The ECHR considered the fact that emails were sent from Mr Garamukanwa’s work account and referred to both work and personal matters. It found that this did not automatically mean that it would fall outside the scope of “private life” for the purposes of Article 8. However, in the circumstances, it found that Mr Garamukanwa did not have a reasonable expectation of privacy in respect of the photographs on his phone that the police had shared with the Trust. By the time of his arrest, he had been aware for almost a year that Ms Maclean had raised concerns about his behaviour with the Trust. The court considered that this was sufficient prior notice that allegations of harassment had been made against him and he could not have reasonably expected that, after this date, any materials or communications which were linked to the allegations would remain private. The court also considered it relevant that Mr Garamukanwa had not challenged the use of the photographs found on his phone, or any of the private communications during the course of the disciplinary hearing, and that he had voluntarily provided the disciplinary panel with further private communications of an intimate nature between him and Ms Maclean. In the circumstances, there was no reasonable expectation of privacy over any of the material or communications before the disciplinary panel.

Comment
The case shows that during a disciplinary process employers should remain cautious when attempting to rely on what could amount to private material.

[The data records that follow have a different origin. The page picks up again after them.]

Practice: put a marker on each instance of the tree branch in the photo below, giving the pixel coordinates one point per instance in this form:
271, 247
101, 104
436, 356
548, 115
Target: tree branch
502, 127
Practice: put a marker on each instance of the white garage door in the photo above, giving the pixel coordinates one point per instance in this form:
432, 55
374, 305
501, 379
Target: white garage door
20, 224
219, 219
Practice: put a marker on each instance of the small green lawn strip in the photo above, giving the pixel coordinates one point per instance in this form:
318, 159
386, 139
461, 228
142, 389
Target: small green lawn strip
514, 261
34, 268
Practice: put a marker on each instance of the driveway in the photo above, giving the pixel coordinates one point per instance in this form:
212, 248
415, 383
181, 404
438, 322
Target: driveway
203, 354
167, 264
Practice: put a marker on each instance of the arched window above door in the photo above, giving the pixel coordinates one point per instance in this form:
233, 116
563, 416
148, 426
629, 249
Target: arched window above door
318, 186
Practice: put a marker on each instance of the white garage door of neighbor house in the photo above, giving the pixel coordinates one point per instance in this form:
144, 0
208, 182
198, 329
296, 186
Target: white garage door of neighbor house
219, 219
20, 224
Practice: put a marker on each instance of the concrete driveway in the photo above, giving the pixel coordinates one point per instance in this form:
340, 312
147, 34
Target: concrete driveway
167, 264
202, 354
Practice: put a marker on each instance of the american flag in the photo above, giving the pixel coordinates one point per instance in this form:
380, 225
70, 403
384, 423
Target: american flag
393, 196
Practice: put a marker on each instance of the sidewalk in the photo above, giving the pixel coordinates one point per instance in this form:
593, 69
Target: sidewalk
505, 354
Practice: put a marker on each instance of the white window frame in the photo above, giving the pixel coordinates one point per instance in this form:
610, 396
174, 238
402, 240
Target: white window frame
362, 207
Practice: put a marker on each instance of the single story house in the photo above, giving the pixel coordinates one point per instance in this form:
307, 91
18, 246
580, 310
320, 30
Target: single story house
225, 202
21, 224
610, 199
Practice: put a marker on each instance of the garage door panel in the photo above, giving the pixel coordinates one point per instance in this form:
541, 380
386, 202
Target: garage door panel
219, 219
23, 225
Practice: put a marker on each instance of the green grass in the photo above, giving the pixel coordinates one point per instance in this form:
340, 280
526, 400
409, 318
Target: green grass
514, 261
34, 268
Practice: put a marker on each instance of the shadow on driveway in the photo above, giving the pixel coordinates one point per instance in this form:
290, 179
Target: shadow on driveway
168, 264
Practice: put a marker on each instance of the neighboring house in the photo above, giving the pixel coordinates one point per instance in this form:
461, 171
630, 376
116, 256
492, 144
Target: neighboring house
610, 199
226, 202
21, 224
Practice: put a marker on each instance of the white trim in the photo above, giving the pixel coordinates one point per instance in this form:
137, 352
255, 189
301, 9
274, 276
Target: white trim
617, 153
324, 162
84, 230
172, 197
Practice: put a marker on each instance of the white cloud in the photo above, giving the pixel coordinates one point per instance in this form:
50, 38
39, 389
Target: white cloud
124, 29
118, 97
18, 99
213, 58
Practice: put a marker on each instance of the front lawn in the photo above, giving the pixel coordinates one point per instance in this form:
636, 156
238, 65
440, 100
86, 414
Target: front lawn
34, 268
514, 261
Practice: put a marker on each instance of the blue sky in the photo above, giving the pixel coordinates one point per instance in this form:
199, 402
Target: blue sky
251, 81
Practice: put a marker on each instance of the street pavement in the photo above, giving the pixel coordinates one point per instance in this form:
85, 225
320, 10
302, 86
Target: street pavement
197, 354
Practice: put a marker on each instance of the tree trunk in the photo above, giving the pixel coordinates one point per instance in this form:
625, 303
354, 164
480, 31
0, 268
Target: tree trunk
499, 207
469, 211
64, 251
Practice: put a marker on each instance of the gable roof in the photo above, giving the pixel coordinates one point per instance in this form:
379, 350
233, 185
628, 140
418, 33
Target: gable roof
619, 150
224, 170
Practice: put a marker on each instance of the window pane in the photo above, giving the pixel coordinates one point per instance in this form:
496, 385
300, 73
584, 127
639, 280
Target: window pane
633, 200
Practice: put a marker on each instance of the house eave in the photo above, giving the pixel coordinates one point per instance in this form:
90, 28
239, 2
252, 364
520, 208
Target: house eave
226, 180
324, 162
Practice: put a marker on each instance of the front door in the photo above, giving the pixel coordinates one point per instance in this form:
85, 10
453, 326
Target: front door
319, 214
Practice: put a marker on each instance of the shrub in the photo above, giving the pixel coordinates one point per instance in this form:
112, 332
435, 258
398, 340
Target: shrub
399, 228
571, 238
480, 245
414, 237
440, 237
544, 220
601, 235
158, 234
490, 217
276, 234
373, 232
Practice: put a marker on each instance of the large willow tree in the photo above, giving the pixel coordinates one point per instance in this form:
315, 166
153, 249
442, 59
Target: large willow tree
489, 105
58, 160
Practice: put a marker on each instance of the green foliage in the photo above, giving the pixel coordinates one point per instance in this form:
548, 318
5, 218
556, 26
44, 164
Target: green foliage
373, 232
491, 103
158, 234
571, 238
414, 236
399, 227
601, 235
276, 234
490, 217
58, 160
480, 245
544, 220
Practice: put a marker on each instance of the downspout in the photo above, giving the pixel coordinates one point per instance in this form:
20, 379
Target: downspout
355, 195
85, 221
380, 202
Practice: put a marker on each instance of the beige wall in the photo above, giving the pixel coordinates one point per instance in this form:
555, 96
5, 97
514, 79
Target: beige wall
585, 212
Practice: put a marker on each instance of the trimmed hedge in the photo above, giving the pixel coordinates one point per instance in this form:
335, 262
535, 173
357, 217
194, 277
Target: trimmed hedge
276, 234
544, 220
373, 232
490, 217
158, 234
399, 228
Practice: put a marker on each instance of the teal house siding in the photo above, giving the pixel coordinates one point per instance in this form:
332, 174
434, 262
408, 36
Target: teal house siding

The following points arising from this case should be considered:

  1. Emails sent from a work email account and which address work and personal matters may still be covered by Article 8 of the European Convention of Human Rights.
  2. Material passed from the police to an employer is likely to fall outside Article 8, but this should not be assumed.
  3. Where there is a long gap between any action being taken and the complaint, in this case 12 months between Mr Garamukanwa’s arrest and Ms Maclean’s complaint, it may not be reasonable for an individual to expect that materials would remain private. Employers should therefore note the importance of putting employees on notice about allegations of misconduct against them at an early stage.
  4. A failure to challenge an employer’s use of material during a disciplinary process makes it difficult for an individual to later object to reliance being placed upon it.
  5. It will be difficult for an individual to argue that material is private and should not be relied upon when the employee has voluntarily provided the employer with other private communications.